You are on page 1of 14

MAKALAH SOSIOLOGI HUKUM DENGAN JUDUL ADVOKAT SEBAGAI PROFESI TERHORMAT (NOBILE OFFICIUM).

A. PENDAHULUAN. Tidak ada satu pasalpun yang menjelaskan tentang Advokat sebagai profesi terhormat ( nobile officium) di dalam Undang Undang Nomor 18 Tahun 2003 tentang Advokat, akan tetapi bila ditelusuri didalam kode Etik Advokat Indonesia yang dibuat dan disahkan oleh 7 (tujuh) organisasi Pendiri yakni IKADIN (Ikatan Advokat Indonesia), AAI ( Asosiasi Advokat Indonesia), IPHI (Ikatan Penasihat Hukum Indonesia), HAPI (Himpunan Advokat dan Pengacara Indonesia), SPI (serikat Pengacara Indonesia), AKHI (Asosiasi Konsultan Hukum Indonesia), HKHPM (Himpunan Konsultan Hukum Pasal Modal) pada tanggal 23 Mei Tahun 2002 di dalam pembukaannya dialinia kedua tersurat kalimat bahwa advokat sebagai profesi terhormat (nobile officium) yang dalam menjalankan profesinya berada dibawah perlindungan hukum, akan tetapi tidak ada penjelasan lebih lanjut, apa yang menyebabkan profesi ini menjadi terhormat (nobile officium)?

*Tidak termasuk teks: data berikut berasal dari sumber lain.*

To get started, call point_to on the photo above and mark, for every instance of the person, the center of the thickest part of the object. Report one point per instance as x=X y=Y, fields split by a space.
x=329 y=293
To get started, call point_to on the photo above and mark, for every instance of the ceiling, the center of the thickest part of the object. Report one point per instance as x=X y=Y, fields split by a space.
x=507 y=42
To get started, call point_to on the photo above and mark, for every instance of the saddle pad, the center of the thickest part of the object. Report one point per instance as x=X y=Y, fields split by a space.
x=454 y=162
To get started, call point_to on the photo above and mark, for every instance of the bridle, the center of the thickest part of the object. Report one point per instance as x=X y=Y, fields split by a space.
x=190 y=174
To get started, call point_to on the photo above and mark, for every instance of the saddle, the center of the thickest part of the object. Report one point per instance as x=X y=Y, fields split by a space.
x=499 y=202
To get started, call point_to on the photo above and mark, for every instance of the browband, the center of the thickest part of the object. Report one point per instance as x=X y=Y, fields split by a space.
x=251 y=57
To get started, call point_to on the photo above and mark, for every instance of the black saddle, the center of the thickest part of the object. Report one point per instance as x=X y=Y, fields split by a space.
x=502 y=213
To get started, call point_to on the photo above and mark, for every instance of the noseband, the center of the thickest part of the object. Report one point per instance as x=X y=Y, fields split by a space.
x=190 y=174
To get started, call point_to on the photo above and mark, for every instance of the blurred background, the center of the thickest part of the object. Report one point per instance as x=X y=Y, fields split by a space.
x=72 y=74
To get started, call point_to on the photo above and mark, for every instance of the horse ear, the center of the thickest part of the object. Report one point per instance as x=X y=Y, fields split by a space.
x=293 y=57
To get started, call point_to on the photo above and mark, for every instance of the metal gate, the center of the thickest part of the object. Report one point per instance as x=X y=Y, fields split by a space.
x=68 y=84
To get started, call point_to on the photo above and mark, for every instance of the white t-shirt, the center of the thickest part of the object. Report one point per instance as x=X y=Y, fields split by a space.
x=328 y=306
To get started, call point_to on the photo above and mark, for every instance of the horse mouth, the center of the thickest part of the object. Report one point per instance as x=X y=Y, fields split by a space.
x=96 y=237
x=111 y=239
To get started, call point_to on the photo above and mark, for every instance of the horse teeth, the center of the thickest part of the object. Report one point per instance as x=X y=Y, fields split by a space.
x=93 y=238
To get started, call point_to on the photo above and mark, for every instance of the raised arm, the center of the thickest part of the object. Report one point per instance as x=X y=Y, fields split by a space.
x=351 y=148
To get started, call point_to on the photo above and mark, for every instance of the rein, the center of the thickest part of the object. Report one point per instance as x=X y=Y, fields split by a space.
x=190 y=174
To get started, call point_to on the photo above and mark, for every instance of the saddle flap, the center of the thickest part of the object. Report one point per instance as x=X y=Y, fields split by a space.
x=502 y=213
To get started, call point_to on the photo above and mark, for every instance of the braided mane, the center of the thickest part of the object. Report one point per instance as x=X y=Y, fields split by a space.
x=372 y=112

Didalam isi konsideran Undang Undang Nomor 18 Tahun 2003 tentang Advokat bahwa kekuasaan kehakiman yang bebas dari segala campur tangan dan pengaruh dari luar, memerlukan profesi advokat yang bebas dan mandiri dan bertanggung jawab, untuk terselenggaranya suatu peradilan yang jujur, adil dan memiliki kepastian hukum bagi semua pencari keadilan dalam menegakkan hukum,

kebenaran, keadilan, dan hak asasi manusia. dan bahwa advokat sebagai profesi yang bebas , mandiri, dan bertanggung jawab dalam menegakkan hukum, perlu dijamin dan dilindungi oleh Undang Undang demi terselengaranya upaya penegakkan supremasi hukum.. Kalau dibaca sepintas saja isi konsideran ini tidak akan

ditemukan tentang profesi advokat sebagai profesi yang terhormat, akan tetapi kalau dicermati kalimat bahwa peradilan memerlukan profesi advokat yang bebas dan mandiri dan bertanggung jawab, untuk terselenggaranya suatu peradilan yang jujur, adil dan memiliki kepastian hukum bagi semua pencari keadilan dalam menegakkan hukum, kebenaran, keadilan, dan hak asasi manusia. Artinya advokat selaku penegak hukum bekerja mewakili masyarakat para pencari keadilan untuk menegakkan hukum, kebenaran, keadilan dan hak asasi manusia yang nota bene tidak dimiliki oleh penegak hukum lain yang berasal dari Negara selalu mencari kepastian hukum sementara advokat untuk menegakan hukum bukan saja hanya didasarkan kepada kepastian hukum, akan tetapi harus memperhatikan manfaat dan keadilan dari sudut perasaan para pencari keadilan.

Untuk itu penulis mencoba berhipotesa bahwa advokat adalah profesi terhormat tersebut berasal dari kewajiban advokat baik yang diatur dalam kode Etik Advokat maupun dalam Undang Undang Nomor 18 Tahun 2003 tentang Advokat bahwa Advokat selaku penegak hukum memiliki kewajiban yang tidak dimiliki penegak hukum lain yang berasal dari Negara yaitu untuk advokat diwajibkan untuk memberikan Bantuan Hukum Secara Cuma Cuma (prodeo) kepada pencari keadilan yang tidak mampu (pro bono publico). Jadi kemulyaan seorang advokat bukan pada

kemashurannya atau kepada keberhasilannya, akan tetapi ada pada kemulyaan hatinya ketika menjalankan kewajibanya dengan jujur dan tulus untuk membela kepentingan kaum fakir miskin yang membutuhkannya.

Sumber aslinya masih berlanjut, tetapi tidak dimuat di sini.